Another scam that often occurs also by the Eiffel Tower is that of the deaf/dumb person working for an association in favor of people with disabilities. This person approached unaware tourists pretending to be unable to speak, holding a paper that states what he or she is attempting to do -raising funds for disadvantaged categories. Many tourists fall for this scam thinking they are doing something good by donating for a cause – but this is actually an easy to fall scam.
13. Bus tickets in Europe
This is not really a scam, but when you are in the situation when you are losing money then you feel scammed. Know when you validate your transport tickets when traveling in Europe to avoid a hefty fine. If you’re a first-time traveler to Europe, you’ll need to be aware of ticket validation that isn’t commonplace in the US or the UK.
After purchasing your transport ticket, locate a machine near or on the station, sometimes even aboard the bus, that will validate your ticket. The machines are typically yellow or orange where you’ll insert your ticket that will print a date and time stamp.

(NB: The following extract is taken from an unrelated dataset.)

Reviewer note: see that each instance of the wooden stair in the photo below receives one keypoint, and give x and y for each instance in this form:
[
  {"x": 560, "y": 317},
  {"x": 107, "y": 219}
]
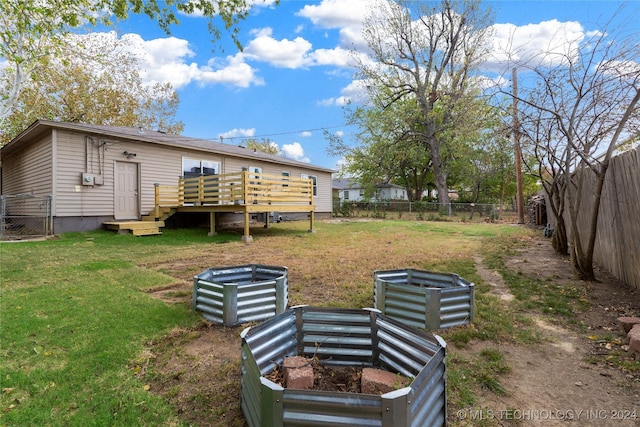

Some tickets – particularly those covered within a city pass or a multi-day pass – will require you to write the date and time on yourself in which to validate it. If you have an electronic ticket that has the date and time clearly stated, then this won’t require validation. It’s dependant on the country you’re traveling in and the type of ticket, so it’s always worth checking before boarding. Don’t rely on the ticket inspectors or where you purchase your tickets from to inform you, you’ll need to ask.
14. Flower girls in Italy
One of the most popular scams that people who visit Rome for the first time need to be aware of, is the flower one. You will find the scammers usually around the most popular touristic spots, not only in Rome but in other big cities in Italy as well. They will take advantage of your lack of attention and will put a flower in your hand or slide a cheap string bracelet up your wrist. It can be anything: flowers, bracelets, bunches of herbs, etc.
Once they do this, they will distance themselves from you and refuse to take it back. If you are traveling with your partner, they will give the flower to the woman, asking the man for payment. No matter what you say, they will refuse to take whatever they put in your hand back and will pressure you into paying them.
A good way of avoiding this scam, besides being aware of your surroundings at all times, is to walk with your fists clenched when in popular areas such as Fontana di Trevi or the Spanish Steps. If they have managed to put something in your hand, just drop it on the ground and walk away, ignoring their pleas for money. Once you engage in a conversation with them, they will follow you until you pay. If you ignore them completely, they will give up at some point.